With the support of Food and Agricultural Organisation (FAO), Asian Development Bank (ADB), CABI and United Nations Development Program (UNDP) capacity-building for integrated pest management (IMP) is in progress in different parts of the country. According to the latest data 4.857 million hectare are of cultivable land is brought under the use of bio-control agents. Socio-economic evaluation was carried out by the agro-economic research centres of various universities in West Bengal, Nagaland, Andhra Pradesh, Uttar Pradesh, Bihar, Goa, Maharashtra, Himachal Pradesh and Madhya Pradesh.
Evaluation was also done by the Centre for Natural Resource Management in the National Institute for Rural Development (NIRD), Hyderabad. Findings of these evaluation revealed that trained officials and farmers have a good knowledge in the concept and techniques of agro-ecosystem analysis, pest and defender ratio and economic threshold limits of pest incidence.
The IPM farmers’ field schools (FFSs) has shown increase in yields of up to 42.1 per cent in rice and 26.6 per cent in cotton in areas covered under IPM demonstrations as compared to non-IPM areas. Similarly, IPM demonstrations have registered a reduction in consumption of chemical pesticides up to 100 per cent in rice and 50 per cent in cotton crop. As a result, the countrywide consumption of chemical pesticides (technical grade) has reduced from 61,357 tonne in 1994-95 to 47,020 tonne in 2001-02.

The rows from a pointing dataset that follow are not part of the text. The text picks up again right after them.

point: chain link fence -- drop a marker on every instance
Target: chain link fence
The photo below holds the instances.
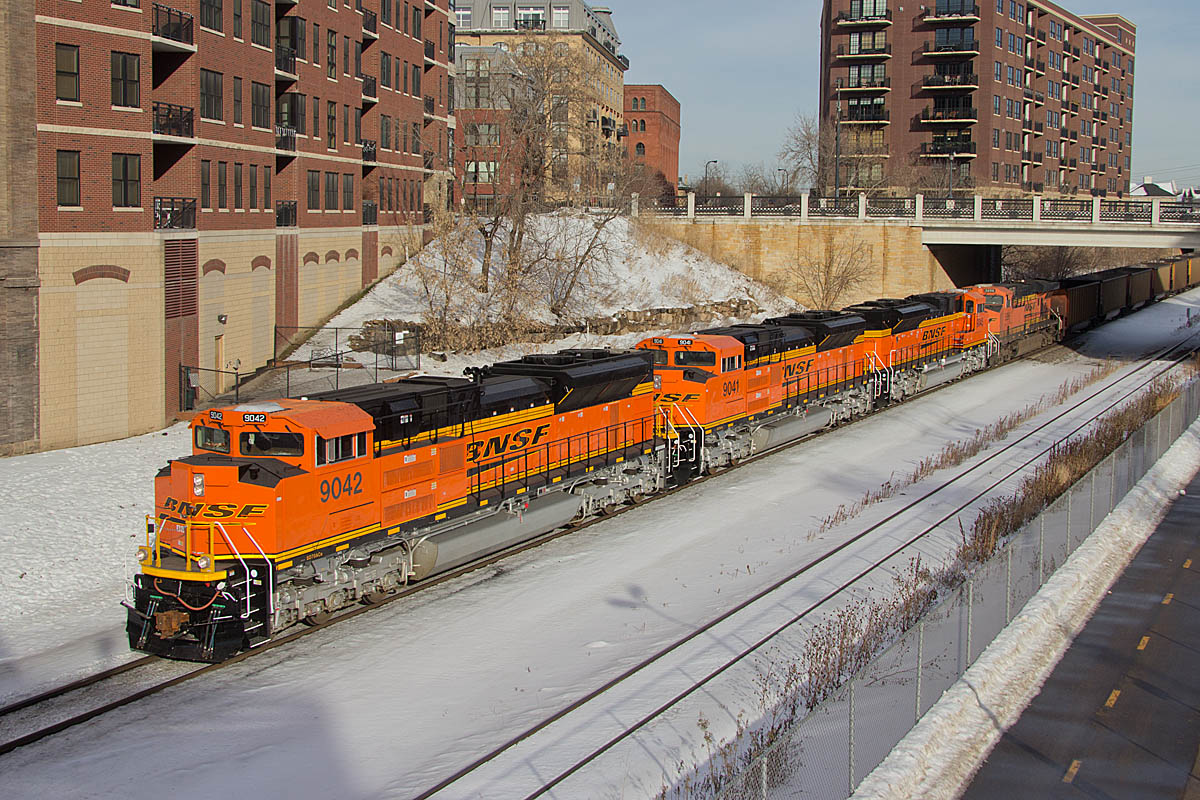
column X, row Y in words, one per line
column 841, row 740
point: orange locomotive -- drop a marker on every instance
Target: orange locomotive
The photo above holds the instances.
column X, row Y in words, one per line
column 293, row 509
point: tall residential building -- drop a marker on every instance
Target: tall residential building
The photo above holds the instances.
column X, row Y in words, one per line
column 589, row 124
column 1002, row 95
column 190, row 180
column 653, row 115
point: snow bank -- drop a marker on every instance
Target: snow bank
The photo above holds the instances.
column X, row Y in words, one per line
column 942, row 752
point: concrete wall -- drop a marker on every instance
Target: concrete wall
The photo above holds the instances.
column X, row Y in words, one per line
column 768, row 250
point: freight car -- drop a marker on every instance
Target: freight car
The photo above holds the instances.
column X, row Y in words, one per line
column 287, row 511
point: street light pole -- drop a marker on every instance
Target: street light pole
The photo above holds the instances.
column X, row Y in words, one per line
column 707, row 190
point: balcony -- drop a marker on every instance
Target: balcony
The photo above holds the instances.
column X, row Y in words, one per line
column 171, row 120
column 965, row 14
column 948, row 149
column 969, row 80
column 846, row 52
column 285, row 138
column 286, row 214
column 867, row 116
column 172, row 30
column 847, row 19
column 952, row 115
column 174, row 214
column 951, row 48
column 285, row 64
column 868, row 84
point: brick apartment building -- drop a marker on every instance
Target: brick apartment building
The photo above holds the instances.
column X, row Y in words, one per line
column 653, row 118
column 1002, row 95
column 184, row 176
column 489, row 35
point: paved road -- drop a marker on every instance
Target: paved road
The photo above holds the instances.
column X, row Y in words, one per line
column 1120, row 716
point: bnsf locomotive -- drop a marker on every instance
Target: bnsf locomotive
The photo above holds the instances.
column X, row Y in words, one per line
column 289, row 510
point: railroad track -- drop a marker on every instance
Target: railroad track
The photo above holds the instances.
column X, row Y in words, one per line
column 55, row 710
column 1176, row 354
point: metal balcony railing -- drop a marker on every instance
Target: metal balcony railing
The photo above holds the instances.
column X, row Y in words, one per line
column 286, row 59
column 286, row 215
column 173, row 120
column 169, row 23
column 174, row 212
column 285, row 138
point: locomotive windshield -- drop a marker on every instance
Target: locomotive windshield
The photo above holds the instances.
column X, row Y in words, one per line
column 271, row 443
column 695, row 359
column 214, row 439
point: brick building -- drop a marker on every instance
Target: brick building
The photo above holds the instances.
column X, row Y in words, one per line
column 1001, row 95
column 184, row 176
column 653, row 118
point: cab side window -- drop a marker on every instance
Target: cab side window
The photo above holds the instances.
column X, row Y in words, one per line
column 330, row 451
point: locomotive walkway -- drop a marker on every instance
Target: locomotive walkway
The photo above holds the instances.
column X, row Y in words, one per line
column 1120, row 716
column 1037, row 221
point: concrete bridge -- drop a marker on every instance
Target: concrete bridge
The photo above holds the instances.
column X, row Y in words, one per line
column 917, row 244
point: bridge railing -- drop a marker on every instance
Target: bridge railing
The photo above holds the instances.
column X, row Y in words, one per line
column 919, row 208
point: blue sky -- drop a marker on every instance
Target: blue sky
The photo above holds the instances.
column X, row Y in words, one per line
column 742, row 71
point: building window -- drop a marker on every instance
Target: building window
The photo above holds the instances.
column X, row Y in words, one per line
column 69, row 178
column 210, row 14
column 126, row 180
column 330, row 191
column 261, row 23
column 261, row 104
column 210, row 95
column 66, row 73
column 313, row 190
column 126, row 80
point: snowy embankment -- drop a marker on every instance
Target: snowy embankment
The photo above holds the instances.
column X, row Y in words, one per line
column 397, row 699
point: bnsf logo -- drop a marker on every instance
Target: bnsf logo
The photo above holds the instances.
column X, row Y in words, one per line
column 508, row 443
column 213, row 511
column 797, row 370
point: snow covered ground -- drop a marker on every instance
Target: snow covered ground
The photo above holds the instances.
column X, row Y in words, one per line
column 396, row 699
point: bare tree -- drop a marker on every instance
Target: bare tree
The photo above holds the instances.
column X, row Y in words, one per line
column 829, row 266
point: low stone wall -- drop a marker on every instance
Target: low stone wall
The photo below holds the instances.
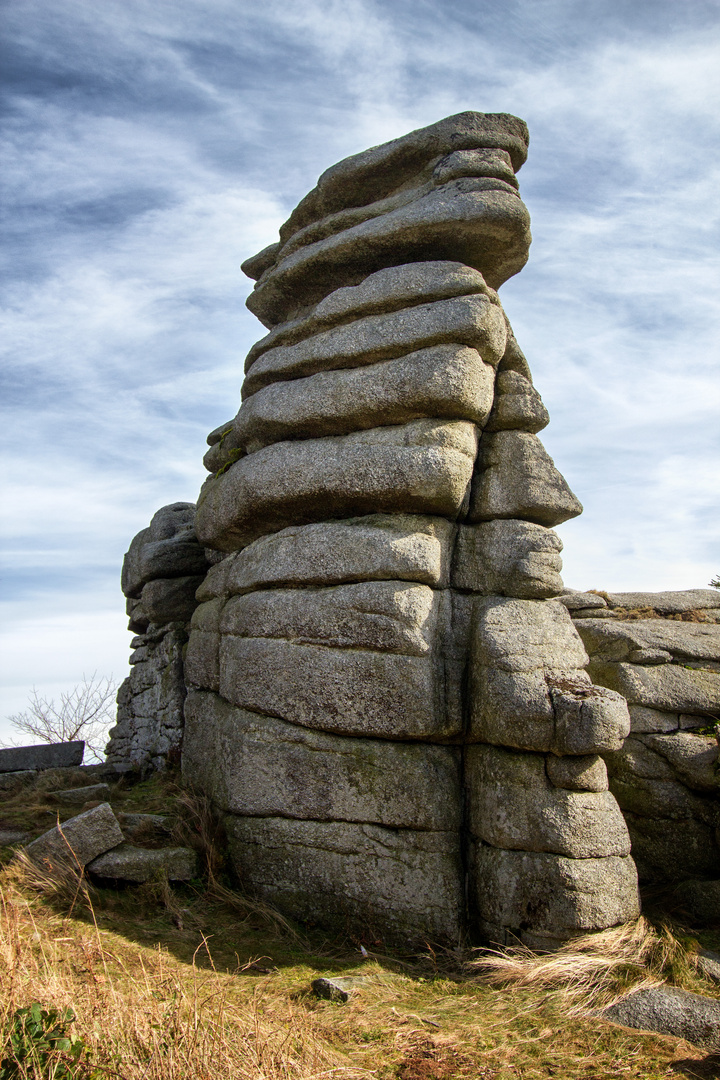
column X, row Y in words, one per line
column 662, row 652
column 161, row 572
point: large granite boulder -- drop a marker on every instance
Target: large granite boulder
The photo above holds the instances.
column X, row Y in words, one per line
column 385, row 700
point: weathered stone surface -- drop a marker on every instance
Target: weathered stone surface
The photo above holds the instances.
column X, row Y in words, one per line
column 80, row 839
column 403, row 883
column 588, row 773
column 669, row 603
column 398, row 217
column 348, row 691
column 667, row 850
column 575, row 601
column 669, row 688
column 446, row 381
column 472, row 321
column 170, row 599
column 708, row 964
column 128, row 863
column 693, row 758
column 518, row 635
column 527, row 686
column 145, row 826
column 386, row 289
column 643, row 719
column 619, row 639
column 517, row 406
column 339, row 987
column 662, row 798
column 484, row 162
column 514, row 806
column 669, row 1011
column 507, row 558
column 12, row 836
column 11, row 780
column 379, row 547
column 423, row 467
column 78, row 796
column 149, row 725
column 389, row 616
column 516, row 477
column 41, row 756
column 546, row 894
column 379, row 171
column 401, row 228
column 167, row 549
column 702, row 900
column 202, row 659
column 259, row 766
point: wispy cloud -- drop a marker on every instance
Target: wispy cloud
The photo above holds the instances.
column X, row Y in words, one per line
column 149, row 148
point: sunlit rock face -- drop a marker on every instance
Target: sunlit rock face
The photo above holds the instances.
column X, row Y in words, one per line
column 385, row 699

The Institute of Pesticide Formulation Technology (IPFT), a public sector enterprise under the Union ministry of chemicals and fertilisers has been selected as the nodal agency for pesticide residue analysis by the Union agriculture ministry. The Planning Commission has approved a grant of Rs 16.4 million to IPFT for upgradation of its laboratory for conducting residue analysis. The upgradation work is likely to be completed by 2004-05 IPFT has planned to generate residue data of Indoxacarb in cotton, residue data of Acetamiprid in chilli and residue data of Acetaminprid in rice. IPFT will also study bio-efficacy and phytotoxicity studies of different chemical pesticides on crops. IPFT has a separate division for study on bio-pesticides and bio-fertilisers and is set to be the nodal institution for promoting the cause of organic farming.